When entering the interview room, begin by greeting your interviewer with a firm handshake, a smile, and eye contact. Be prepared to engage in some small talk before the interview begins. This is an excellent opportunity to put into practice everything you know about making people feel at ease, so\\ be confident, warm, and engaging. Make eye contact throughout the interview – it’s a sign of confidence, and interviewers appreciate it. Remember to sit up straight and stay focused, no matter how nervous you are. You won’t get the job if you’re slouching or doing unnecessary gestures.
Do Your Research
Whether you applied through a job board or were referred by a friend, you should do some research on the company’s background and be able to explain why you chose to interview at the organization.
Allot some time researching the organization on the internet. Read through pages on the website, such as the “About Us” page, which should include important staff member bios as well as the company’s values and goals. Look for articles about this organization elsewhere on the internet to see if they’re involved in the community.

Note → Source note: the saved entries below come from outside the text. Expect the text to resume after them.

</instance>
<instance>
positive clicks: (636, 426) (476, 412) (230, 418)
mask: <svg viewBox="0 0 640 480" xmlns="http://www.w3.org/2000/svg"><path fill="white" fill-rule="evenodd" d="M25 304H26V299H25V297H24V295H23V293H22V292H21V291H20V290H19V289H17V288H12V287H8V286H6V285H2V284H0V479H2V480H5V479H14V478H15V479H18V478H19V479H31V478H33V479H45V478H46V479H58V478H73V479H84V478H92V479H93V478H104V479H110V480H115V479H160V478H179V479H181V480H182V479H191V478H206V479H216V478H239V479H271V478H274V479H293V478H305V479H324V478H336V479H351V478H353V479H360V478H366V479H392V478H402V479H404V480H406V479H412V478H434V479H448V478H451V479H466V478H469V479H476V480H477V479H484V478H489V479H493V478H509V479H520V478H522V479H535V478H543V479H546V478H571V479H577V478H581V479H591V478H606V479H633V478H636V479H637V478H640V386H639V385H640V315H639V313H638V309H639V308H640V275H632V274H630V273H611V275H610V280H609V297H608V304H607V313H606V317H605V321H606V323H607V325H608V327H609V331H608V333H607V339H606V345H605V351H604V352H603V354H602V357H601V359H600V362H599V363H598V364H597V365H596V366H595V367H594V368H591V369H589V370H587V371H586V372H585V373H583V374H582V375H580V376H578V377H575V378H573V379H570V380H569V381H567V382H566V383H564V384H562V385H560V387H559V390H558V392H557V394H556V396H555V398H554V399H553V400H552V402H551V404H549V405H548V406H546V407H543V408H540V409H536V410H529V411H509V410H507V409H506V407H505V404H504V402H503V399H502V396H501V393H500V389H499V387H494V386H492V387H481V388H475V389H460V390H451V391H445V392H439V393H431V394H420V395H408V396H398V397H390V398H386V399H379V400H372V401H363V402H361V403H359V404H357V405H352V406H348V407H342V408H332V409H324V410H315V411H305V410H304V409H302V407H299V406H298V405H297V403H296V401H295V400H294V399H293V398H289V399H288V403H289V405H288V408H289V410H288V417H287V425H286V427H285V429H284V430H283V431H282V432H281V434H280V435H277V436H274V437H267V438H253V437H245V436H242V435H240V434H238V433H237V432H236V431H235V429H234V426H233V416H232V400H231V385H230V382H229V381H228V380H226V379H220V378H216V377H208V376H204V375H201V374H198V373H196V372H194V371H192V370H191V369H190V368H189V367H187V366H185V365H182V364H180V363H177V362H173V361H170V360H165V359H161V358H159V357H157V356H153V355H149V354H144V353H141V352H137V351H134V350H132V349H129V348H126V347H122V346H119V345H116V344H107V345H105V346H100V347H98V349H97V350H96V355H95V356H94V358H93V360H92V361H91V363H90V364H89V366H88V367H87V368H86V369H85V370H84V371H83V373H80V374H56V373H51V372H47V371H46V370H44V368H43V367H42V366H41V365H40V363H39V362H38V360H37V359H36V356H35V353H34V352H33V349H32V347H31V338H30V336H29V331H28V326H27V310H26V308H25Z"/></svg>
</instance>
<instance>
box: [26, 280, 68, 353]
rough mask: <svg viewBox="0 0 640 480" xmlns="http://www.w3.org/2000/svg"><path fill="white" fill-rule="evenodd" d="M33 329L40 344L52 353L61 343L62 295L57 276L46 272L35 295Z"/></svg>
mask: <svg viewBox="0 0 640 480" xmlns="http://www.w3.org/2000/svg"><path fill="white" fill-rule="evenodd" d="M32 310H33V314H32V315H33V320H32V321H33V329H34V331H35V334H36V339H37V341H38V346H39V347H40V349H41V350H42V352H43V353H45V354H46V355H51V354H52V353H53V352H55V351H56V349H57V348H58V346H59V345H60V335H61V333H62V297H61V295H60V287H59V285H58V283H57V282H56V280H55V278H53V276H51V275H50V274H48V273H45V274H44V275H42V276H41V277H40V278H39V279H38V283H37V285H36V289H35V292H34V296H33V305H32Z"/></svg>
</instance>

You can also spend some time going over the job description again and jotting down some of the main points that you can discuss during the interview. Look for specific skills or attributes listed in the job description that you possess. For example, if the job posting emphasizes leadership abilities, include some examples of your leadership abilities in your responses.
You must have a clear grasp of who you’ll be working for and some of the tasks you’ll have to accomplish. During the interview, you may be asked, “Why do you want to work here?” By being able to cite specific facts about the job or organization, you will be able to effectively illustrate why you want that particular job.
Authenticity shines through in interviews, and potential employers can sense when you’re not at ease. Most professional interviewers will notice your eye movements and body language when you lie in an interview. In many cases, it is fairly obvious because you appear shifty and uneasy.
During your nursing interview, your interviewer will most likely ask you difficult questions that you should be prepared to answer honestly. Prepare to answer questions about your education, employment history, clinical nursing experience, and future goals. Because no one knows you better than you, this should be a breeze.
In an interview, honesty is the best policy, but avoid exaggerating the perceived negatives in your career. Honesty can set you apart from the competition because it is viewed as a key differentiator in the eyes of an employer.
We cannot emphasize this enough! Prepare some thoughtful questions for your nursing interview ahead of time. At the end of the interview, interviewers will always ask if you have any questions – this is to gauge your level of interest in the role and your level of preparedness for the interview, so make sure you get a few questions primed.
Examples of questions you might want to ask:
- What is your patient to nurse ratio?
- How long is your training for new nurses?
- What are the challenges your unit is currently facing?
- What are you looking for in an ideal new nurse hire?
- What are the chances for advancement?
- What are your scheduling requirements?
Breathe! Breathe! Breathe!
We understand that you want to get this nursing job, and interviews can be nerve-racking. In the end, your experience and credentials are important, but so are your preparation, poise, and personality. Putting in the effort to research and prepare for your nursing interview will boost your confidence and demonstrate to your interviewer that you are committed to this position. So, take a deep breath, follow these tips, and smash that interview!